Ceud Mìle Fàilte

“Art is a collaboration between God and the artist, and the less the artist does the better." - Andre Gide

"Without tradition, art is a flock of sheep without a shepherd. Without innovation, it is a corpse." -Winston Churchill

"A man paints with his brains and not with his hands." - Michelangelo

Sunday, January 29, 2012

A Sketch of Balyn (my Corgi)  as John Steed from “The Avengers”.

C.nick Arach

Friday, January 27, 2012

A life sketch of one my neighbors.

Tuesday, January 24, 2012

Robert Burns






I just finished my Burns Night project, so I am all set for tomorrow. It’s a sidewalk chalk drawing of Robert Burns, under it is the last verse of “Scots Wha Hae”:

“Lay the proud usurper low!
Tyrants fall in every foe!
Liberty’s in every blow!-
         Let us do, or die!”

C.nick Arach

Monday, January 23, 2012

The Moment

("The Moment", C.nick Arach, 2011)



Inspired by Dostoyevsky's "The Dream of a Ridiculous Man"
C.nick Arach

Sunday, January 22, 2012

The Start

The Start, Graphite, C.nick, 2012

For those of you familiar with Dog Agility, have you ever wonder what the dog sees on the start line? I have and the above is the result of it.


C.nick Arach

Leonardo says,



“And if you, O poet, tell a story with your pen, the painter with his brush can tell it more easily, with simpler completeness and less tedious to be understood. And if you call painting dumb poetry, the painter may call poetry blind painting. Now which is the worse defect? to be blind or dumb? Though the poet is as free as the painter in the invention of his fictions they are not so satisfactory to men as paintings; for, though poetry is able to describe forms, actions and places in words, the painter deals with the actual similitude of the forms, in order to represent them. Now tell me which is the nearer to the actual man: the name of man or the image of the man. The name of man differs in different countries, but his form is never changed but by death.” _ Leonardo da Vinci
This drawing (a sketch for my bigger work “The Artist’s Table”) is done in silverpoint, which is basically a little silver rod. Leonardo himself used it, as did a lot of other Renaissance artists. For more info on silverpoint I’ve posted these links:

Silverpoint Web
Wikipedia: Silverpoint

 C.nick Arach
 

For Edgar,



My pen is behaving badly (yes I am blaming the pen), it took me two tries to get it right and I’m leaving it up to you to decide if it is right.

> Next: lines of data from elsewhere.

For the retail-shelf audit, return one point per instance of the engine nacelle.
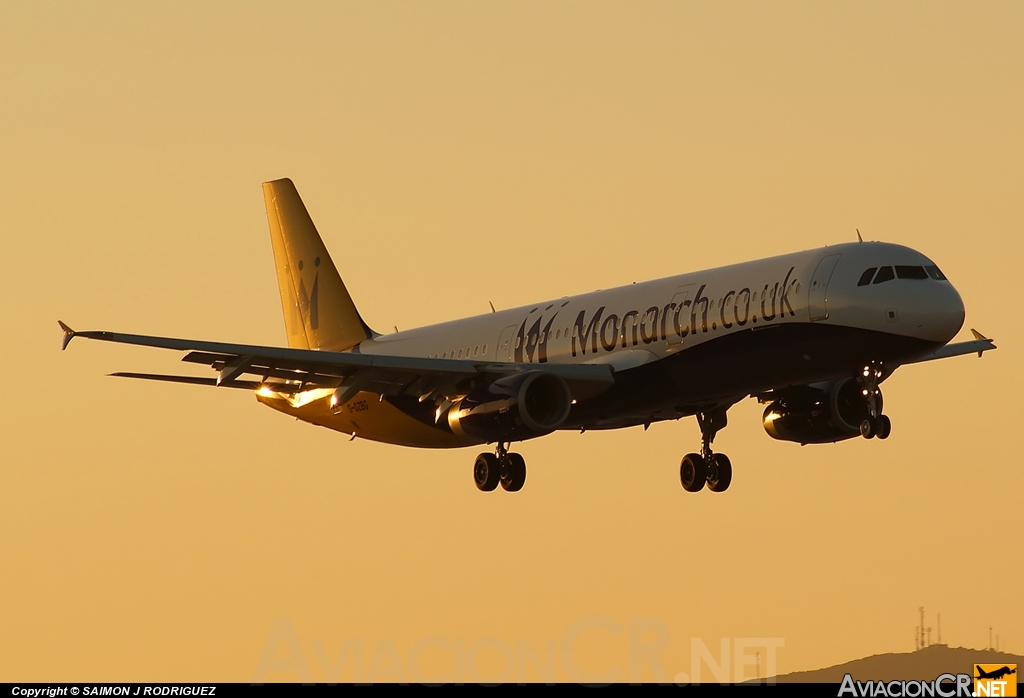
(513, 408)
(818, 413)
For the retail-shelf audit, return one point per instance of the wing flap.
(385, 375)
(980, 345)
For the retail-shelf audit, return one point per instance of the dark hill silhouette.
(924, 664)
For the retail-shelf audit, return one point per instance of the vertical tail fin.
(318, 311)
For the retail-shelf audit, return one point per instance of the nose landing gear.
(503, 468)
(707, 468)
(875, 424)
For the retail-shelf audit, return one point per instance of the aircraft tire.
(721, 474)
(885, 427)
(514, 473)
(692, 473)
(868, 428)
(486, 472)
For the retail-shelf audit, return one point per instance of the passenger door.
(817, 299)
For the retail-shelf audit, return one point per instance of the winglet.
(979, 336)
(69, 335)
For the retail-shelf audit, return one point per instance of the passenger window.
(913, 272)
(885, 274)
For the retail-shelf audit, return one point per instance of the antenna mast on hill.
(922, 611)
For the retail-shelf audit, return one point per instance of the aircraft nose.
(943, 313)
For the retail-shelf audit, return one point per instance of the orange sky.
(453, 154)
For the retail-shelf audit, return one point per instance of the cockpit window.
(914, 272)
(885, 274)
(865, 277)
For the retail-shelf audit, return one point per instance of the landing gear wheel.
(868, 428)
(486, 472)
(719, 473)
(513, 475)
(692, 473)
(885, 427)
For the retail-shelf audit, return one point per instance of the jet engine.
(818, 413)
(512, 408)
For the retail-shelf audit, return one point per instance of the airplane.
(811, 335)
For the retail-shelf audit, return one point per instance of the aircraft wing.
(286, 369)
(979, 344)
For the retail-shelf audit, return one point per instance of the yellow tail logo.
(318, 310)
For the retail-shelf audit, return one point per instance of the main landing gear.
(500, 467)
(715, 470)
(875, 423)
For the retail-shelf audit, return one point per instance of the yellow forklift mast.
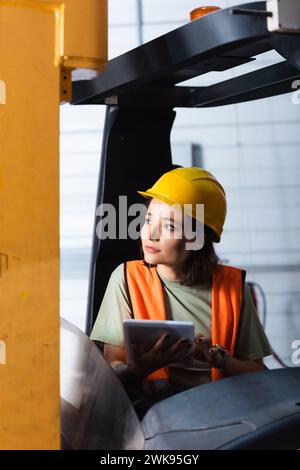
(41, 42)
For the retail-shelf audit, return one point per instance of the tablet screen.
(149, 331)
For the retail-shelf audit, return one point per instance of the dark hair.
(200, 265)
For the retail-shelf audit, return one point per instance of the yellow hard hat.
(193, 185)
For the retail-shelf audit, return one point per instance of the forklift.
(140, 89)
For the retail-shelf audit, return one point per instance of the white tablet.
(149, 331)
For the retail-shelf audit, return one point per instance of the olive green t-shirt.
(183, 303)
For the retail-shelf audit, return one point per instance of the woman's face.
(162, 235)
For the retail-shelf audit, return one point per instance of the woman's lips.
(149, 249)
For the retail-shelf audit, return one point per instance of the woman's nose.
(154, 233)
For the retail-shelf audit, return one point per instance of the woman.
(175, 281)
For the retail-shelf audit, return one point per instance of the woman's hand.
(165, 351)
(203, 350)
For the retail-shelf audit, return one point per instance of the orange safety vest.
(147, 300)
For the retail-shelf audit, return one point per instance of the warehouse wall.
(253, 148)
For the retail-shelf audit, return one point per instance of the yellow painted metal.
(35, 46)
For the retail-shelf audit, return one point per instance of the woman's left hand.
(204, 351)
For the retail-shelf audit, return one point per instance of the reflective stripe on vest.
(147, 300)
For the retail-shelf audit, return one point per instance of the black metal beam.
(199, 41)
(269, 81)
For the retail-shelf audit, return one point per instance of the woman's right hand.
(164, 352)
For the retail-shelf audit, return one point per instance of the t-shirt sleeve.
(252, 342)
(115, 308)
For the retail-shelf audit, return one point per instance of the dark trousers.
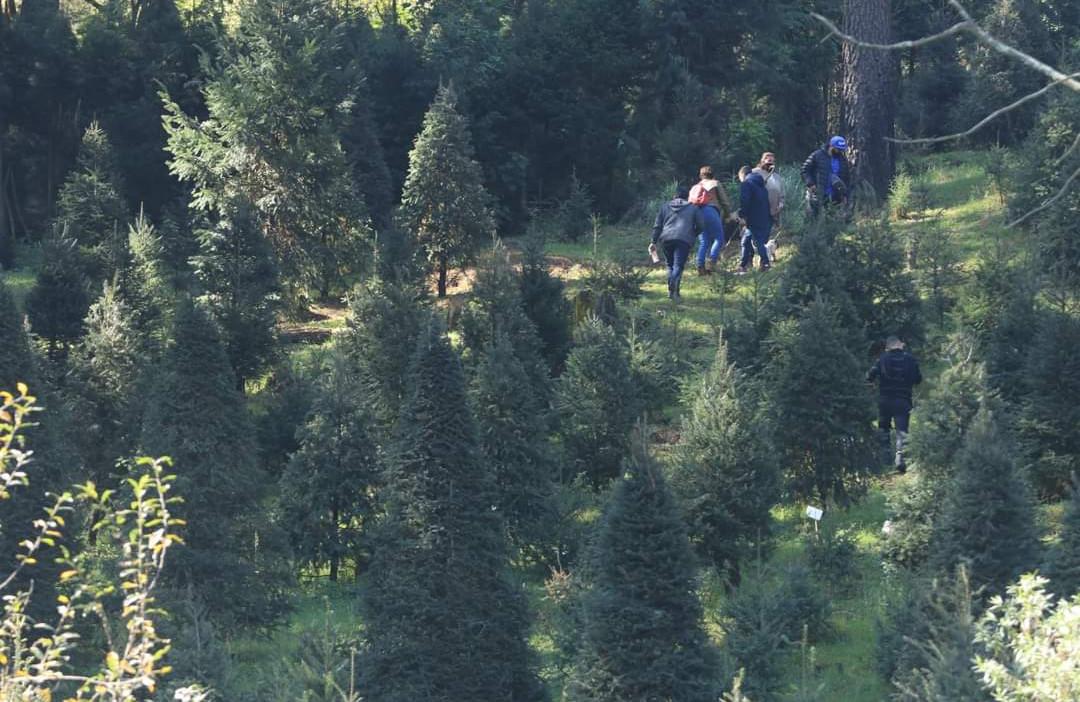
(675, 254)
(893, 410)
(759, 238)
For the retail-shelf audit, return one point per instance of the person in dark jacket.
(827, 174)
(675, 230)
(896, 373)
(756, 216)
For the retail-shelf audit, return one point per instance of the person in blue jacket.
(827, 174)
(675, 230)
(756, 216)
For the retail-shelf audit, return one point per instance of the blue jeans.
(675, 254)
(712, 239)
(758, 238)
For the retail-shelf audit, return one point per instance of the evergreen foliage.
(512, 422)
(544, 302)
(196, 415)
(643, 637)
(91, 205)
(327, 487)
(385, 318)
(597, 403)
(725, 473)
(987, 523)
(443, 620)
(58, 301)
(821, 408)
(1050, 414)
(104, 381)
(443, 201)
(239, 283)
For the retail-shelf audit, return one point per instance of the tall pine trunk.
(869, 93)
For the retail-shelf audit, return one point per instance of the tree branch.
(1045, 204)
(912, 43)
(989, 118)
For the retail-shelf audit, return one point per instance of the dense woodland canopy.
(373, 275)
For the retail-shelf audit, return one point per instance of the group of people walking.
(703, 213)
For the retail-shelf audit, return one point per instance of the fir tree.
(326, 488)
(820, 406)
(444, 201)
(104, 376)
(513, 439)
(383, 319)
(987, 522)
(597, 403)
(1063, 564)
(643, 637)
(90, 204)
(443, 621)
(58, 300)
(496, 307)
(725, 473)
(543, 299)
(1050, 415)
(196, 415)
(239, 282)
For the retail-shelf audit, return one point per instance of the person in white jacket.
(773, 185)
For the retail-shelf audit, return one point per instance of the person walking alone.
(755, 215)
(676, 227)
(896, 373)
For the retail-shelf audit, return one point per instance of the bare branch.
(1002, 48)
(1045, 204)
(912, 43)
(986, 120)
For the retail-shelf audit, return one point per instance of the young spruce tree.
(643, 637)
(327, 487)
(987, 523)
(444, 202)
(597, 403)
(513, 437)
(820, 405)
(725, 473)
(196, 415)
(443, 620)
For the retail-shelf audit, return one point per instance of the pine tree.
(496, 307)
(819, 404)
(543, 299)
(725, 473)
(104, 377)
(278, 103)
(1049, 414)
(326, 488)
(91, 205)
(383, 319)
(597, 403)
(987, 522)
(643, 637)
(58, 301)
(443, 621)
(1063, 565)
(444, 201)
(239, 283)
(196, 415)
(513, 439)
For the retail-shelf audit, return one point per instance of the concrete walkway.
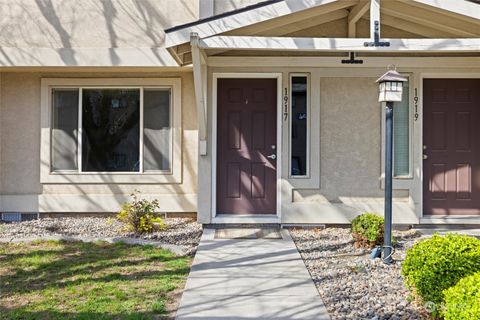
(249, 279)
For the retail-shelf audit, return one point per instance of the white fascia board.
(465, 8)
(241, 19)
(339, 44)
(85, 57)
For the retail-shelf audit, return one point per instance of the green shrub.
(462, 301)
(435, 264)
(367, 230)
(140, 215)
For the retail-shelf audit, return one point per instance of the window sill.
(110, 178)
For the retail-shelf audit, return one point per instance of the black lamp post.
(390, 91)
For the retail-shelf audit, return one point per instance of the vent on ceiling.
(18, 217)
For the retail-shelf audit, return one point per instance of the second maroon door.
(246, 146)
(451, 131)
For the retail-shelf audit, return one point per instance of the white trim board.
(213, 182)
(368, 62)
(338, 44)
(174, 175)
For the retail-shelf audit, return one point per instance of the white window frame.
(308, 146)
(173, 175)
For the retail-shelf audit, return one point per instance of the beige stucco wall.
(20, 187)
(345, 176)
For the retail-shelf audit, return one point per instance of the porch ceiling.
(406, 19)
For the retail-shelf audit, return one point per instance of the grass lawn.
(76, 280)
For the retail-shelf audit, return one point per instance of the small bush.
(435, 264)
(367, 230)
(462, 301)
(140, 215)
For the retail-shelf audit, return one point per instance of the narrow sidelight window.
(64, 129)
(299, 125)
(401, 134)
(111, 130)
(156, 129)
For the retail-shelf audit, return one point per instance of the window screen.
(111, 130)
(401, 135)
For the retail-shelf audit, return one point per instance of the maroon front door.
(451, 138)
(246, 146)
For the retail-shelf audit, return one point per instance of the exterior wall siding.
(20, 187)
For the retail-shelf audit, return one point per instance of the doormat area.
(244, 233)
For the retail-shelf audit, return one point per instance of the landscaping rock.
(352, 285)
(181, 235)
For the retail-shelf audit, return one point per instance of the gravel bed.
(180, 231)
(352, 285)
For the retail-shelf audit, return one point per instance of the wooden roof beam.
(414, 28)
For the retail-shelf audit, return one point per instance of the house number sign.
(285, 105)
(415, 105)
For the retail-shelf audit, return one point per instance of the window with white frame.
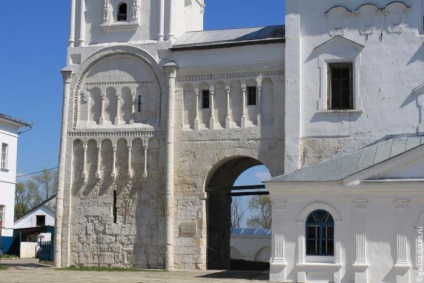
(340, 91)
(320, 234)
(251, 95)
(339, 75)
(122, 12)
(4, 156)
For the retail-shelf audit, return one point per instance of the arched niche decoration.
(132, 56)
(338, 20)
(396, 17)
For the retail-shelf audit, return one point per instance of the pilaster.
(360, 265)
(402, 266)
(277, 262)
(171, 70)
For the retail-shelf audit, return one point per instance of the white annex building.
(161, 117)
(9, 131)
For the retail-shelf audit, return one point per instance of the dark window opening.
(205, 99)
(139, 104)
(122, 12)
(251, 95)
(115, 208)
(41, 220)
(320, 234)
(340, 91)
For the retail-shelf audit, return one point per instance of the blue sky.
(33, 51)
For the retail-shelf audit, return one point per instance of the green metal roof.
(344, 166)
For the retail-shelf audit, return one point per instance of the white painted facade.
(9, 128)
(45, 209)
(377, 209)
(250, 245)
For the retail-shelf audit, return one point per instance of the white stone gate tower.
(159, 120)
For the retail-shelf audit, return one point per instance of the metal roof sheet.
(228, 36)
(341, 167)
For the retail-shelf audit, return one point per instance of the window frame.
(38, 220)
(206, 99)
(331, 96)
(251, 92)
(4, 158)
(321, 224)
(120, 12)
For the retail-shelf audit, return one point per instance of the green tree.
(34, 191)
(237, 212)
(260, 205)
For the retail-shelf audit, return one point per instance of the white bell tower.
(120, 21)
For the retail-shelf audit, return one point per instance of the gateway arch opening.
(221, 187)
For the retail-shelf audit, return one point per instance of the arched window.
(320, 233)
(122, 12)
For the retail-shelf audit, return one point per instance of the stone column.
(81, 39)
(84, 163)
(212, 108)
(171, 36)
(145, 147)
(102, 106)
(161, 20)
(118, 106)
(99, 161)
(228, 118)
(113, 175)
(132, 119)
(196, 119)
(171, 70)
(277, 262)
(129, 161)
(71, 41)
(360, 265)
(401, 237)
(67, 77)
(243, 102)
(258, 104)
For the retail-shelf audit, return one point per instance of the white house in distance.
(9, 131)
(354, 211)
(41, 215)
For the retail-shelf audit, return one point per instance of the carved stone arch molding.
(338, 20)
(113, 52)
(396, 17)
(368, 19)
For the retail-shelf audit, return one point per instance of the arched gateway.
(156, 131)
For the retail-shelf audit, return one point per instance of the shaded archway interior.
(218, 188)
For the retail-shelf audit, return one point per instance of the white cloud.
(263, 176)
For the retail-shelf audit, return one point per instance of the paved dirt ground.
(29, 270)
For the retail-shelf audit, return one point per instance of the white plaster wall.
(28, 249)
(8, 177)
(382, 227)
(250, 248)
(390, 67)
(30, 219)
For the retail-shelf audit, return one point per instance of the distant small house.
(41, 215)
(9, 131)
(34, 229)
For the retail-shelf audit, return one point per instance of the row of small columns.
(145, 140)
(118, 107)
(228, 117)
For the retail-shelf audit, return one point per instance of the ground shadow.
(261, 275)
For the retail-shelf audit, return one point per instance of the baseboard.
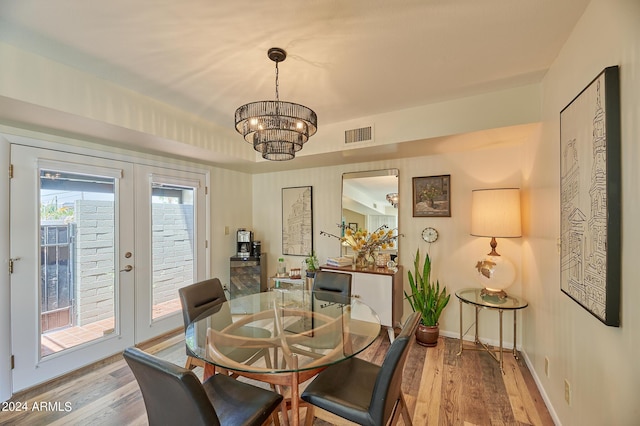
(545, 397)
(508, 346)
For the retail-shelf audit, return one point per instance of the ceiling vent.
(363, 134)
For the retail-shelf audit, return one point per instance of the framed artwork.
(432, 196)
(297, 221)
(590, 198)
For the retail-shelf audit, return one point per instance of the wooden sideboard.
(380, 288)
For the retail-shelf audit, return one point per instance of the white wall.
(454, 254)
(227, 208)
(601, 363)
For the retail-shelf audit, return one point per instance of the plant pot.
(427, 335)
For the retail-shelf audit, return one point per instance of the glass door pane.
(173, 245)
(72, 291)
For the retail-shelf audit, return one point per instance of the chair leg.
(309, 416)
(404, 410)
(190, 365)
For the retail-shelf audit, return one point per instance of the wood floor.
(441, 388)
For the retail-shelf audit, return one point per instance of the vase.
(361, 259)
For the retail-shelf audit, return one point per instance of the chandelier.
(277, 129)
(392, 198)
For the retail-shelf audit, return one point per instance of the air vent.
(358, 135)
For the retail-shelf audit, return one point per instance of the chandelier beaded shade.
(277, 129)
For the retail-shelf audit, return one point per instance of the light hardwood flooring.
(441, 388)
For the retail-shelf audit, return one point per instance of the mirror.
(365, 204)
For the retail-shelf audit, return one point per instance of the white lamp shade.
(496, 213)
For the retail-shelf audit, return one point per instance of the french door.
(72, 290)
(99, 248)
(170, 225)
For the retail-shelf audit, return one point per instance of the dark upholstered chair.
(174, 396)
(197, 299)
(332, 287)
(363, 392)
(330, 291)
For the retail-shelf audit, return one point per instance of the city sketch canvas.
(590, 198)
(297, 221)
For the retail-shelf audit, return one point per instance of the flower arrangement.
(365, 243)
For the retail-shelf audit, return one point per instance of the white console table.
(380, 288)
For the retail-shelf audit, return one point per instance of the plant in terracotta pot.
(428, 299)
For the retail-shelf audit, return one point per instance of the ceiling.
(346, 58)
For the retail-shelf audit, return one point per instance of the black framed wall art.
(590, 198)
(432, 196)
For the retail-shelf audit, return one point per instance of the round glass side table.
(474, 296)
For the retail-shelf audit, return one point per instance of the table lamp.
(495, 213)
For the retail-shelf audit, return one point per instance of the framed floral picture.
(432, 196)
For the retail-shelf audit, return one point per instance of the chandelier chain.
(277, 83)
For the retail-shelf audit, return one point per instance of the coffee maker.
(244, 240)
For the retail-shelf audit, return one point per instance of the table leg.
(460, 352)
(476, 336)
(515, 352)
(209, 370)
(501, 364)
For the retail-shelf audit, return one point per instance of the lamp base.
(499, 294)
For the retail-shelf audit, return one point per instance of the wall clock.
(429, 234)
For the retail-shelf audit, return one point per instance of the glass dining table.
(282, 337)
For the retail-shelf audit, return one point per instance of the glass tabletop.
(282, 331)
(473, 295)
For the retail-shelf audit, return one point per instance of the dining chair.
(332, 287)
(363, 392)
(174, 395)
(206, 297)
(330, 292)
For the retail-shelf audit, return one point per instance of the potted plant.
(428, 299)
(312, 264)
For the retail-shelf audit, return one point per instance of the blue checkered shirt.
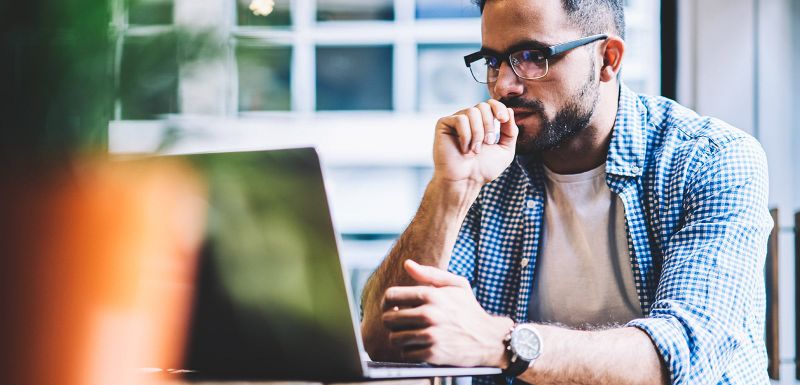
(695, 196)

Today (January 19) is Edgar Allan Poe’s Birthday so in honour of the occasion I’m posting the pen sketch above. One of my favourites (couldn’t pick just one) from his work is “The Gold-Bug”, what’s yours?


C.nick Arach

Wednesday, January 18, 2012

The Raven and the Writing Desk

Why is a raven like a writing desk?

Ode on a Grecian Urn

Thou still unravish’d bride of quietness,
    Thou foster-child of silence and slow time,
Sylvan historian, who canst thus express
    A flowery tale more sweetly than our rhyme:
What leaf-fring’d legend haunt about thy shape
    Of deities or mortals, or of both,
        In Tempe or the dales of Arcady?
    What men or gods are these?  What maidens loth?
What mad pursuit?  What struggle to escape?
        What pipes and timbrels?  What wild ecstasy?
                                                                Ode on a Grecian Urn— John Keats

So what are the two best known lines of this poem?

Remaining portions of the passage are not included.